The plan is to then move down age brackets—the younger the child, the smaller the dosage that is required. “In July we can expect the first results for 5- to 12-year-olds, and in September for younger children,” Şahin said.

A bullish time frame

Şahin’s prediction is markedly more bullish than that expressed four weeks ago by Pfizer boss Albert Bourla, who at the time expressed the “hope of starting to vaccinate [the 12 to 15] age group before the start of the next school year” in the U.S.

The Food and Drug Administration (FDA), which has been allowing both Pfizer and Moderna to study the effects of their vaccines on children as young as six months, also indicated at the end of March that 12- to 15-year-olds might start getting vaccinated by the fall.

An earlier start for children’s vaccinations could have implications not just for family get-togethers, but for summer vacations, too.

In Europe, countries are planning to allow their citizens to cross borders for vacations with the use of “digital green certificates”—known informally as vaccine passports, though the European Commission is adamant that people must be able to move between EU member states without a certificate, too. A major reason for that stance is the inability of children to receive vaccines.

If the green certificate becomes a reality, it could be that many facilities will want to see one before allowing tourists in.

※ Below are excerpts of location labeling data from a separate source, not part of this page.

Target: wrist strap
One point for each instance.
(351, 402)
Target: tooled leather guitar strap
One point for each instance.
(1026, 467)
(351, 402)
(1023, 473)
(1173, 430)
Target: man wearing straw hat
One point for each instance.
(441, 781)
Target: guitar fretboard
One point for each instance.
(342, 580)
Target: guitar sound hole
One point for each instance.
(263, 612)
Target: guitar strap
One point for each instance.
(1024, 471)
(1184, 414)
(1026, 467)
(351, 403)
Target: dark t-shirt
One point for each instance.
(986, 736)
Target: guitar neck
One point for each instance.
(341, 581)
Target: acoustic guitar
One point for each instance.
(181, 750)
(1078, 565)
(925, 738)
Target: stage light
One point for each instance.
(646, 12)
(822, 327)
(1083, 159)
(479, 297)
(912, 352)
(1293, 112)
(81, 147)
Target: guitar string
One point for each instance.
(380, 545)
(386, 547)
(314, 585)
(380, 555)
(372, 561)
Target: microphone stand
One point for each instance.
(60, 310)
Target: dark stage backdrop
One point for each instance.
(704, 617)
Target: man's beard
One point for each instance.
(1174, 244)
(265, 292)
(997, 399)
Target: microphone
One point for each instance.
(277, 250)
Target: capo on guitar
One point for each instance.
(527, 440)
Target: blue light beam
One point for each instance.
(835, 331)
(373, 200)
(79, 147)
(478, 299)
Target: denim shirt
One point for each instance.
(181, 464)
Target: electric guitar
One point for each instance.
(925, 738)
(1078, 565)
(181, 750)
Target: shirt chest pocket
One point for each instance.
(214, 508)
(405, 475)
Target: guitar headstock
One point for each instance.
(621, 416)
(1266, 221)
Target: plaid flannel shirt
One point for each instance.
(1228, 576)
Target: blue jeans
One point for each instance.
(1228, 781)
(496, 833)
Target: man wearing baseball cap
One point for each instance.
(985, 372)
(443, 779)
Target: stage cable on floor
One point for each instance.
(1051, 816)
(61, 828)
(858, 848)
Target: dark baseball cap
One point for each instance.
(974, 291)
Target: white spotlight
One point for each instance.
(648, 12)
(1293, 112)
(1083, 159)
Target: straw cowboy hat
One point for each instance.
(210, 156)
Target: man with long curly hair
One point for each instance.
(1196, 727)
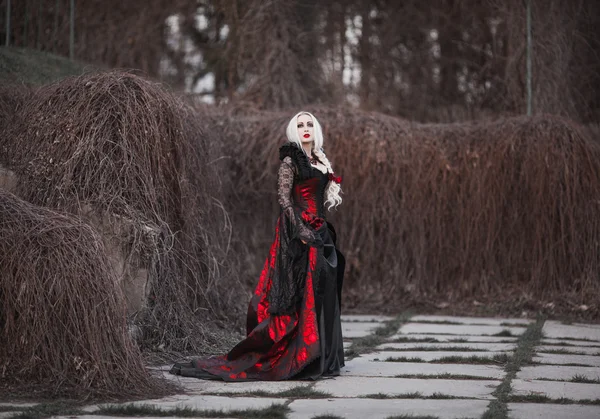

So vaccinating teenagers could plausibly make the difference between a family being able to visit a certain restaurant or not.

In the European context, it is also important to note that it will take some months for all willing adults to get vaccinated.

On BioNTech’s home turf in Germany, for example, just under a quarter of adults have received their first vaccine dose, and only 7.4% have been fully vaccinated. Europe’s vaccination drive is now moving ahead at a healthy clip, in part thanks to BioNTech/Pfizer producing more doses than previously anticipated, but the region will still need a while to catch up with the likes of the U.S. and the U.K. on adult vaccinations.

According to Şahin, 50% to 60% of the European population will have been dosed by the end of June, and the region could reach herd immunity “in July, latest by August.” However, that’s not counting children, who would remain at risk; it is very unusual for a child to get seriously ill with COVID-19, but the long-term effects of the disease remain unknown.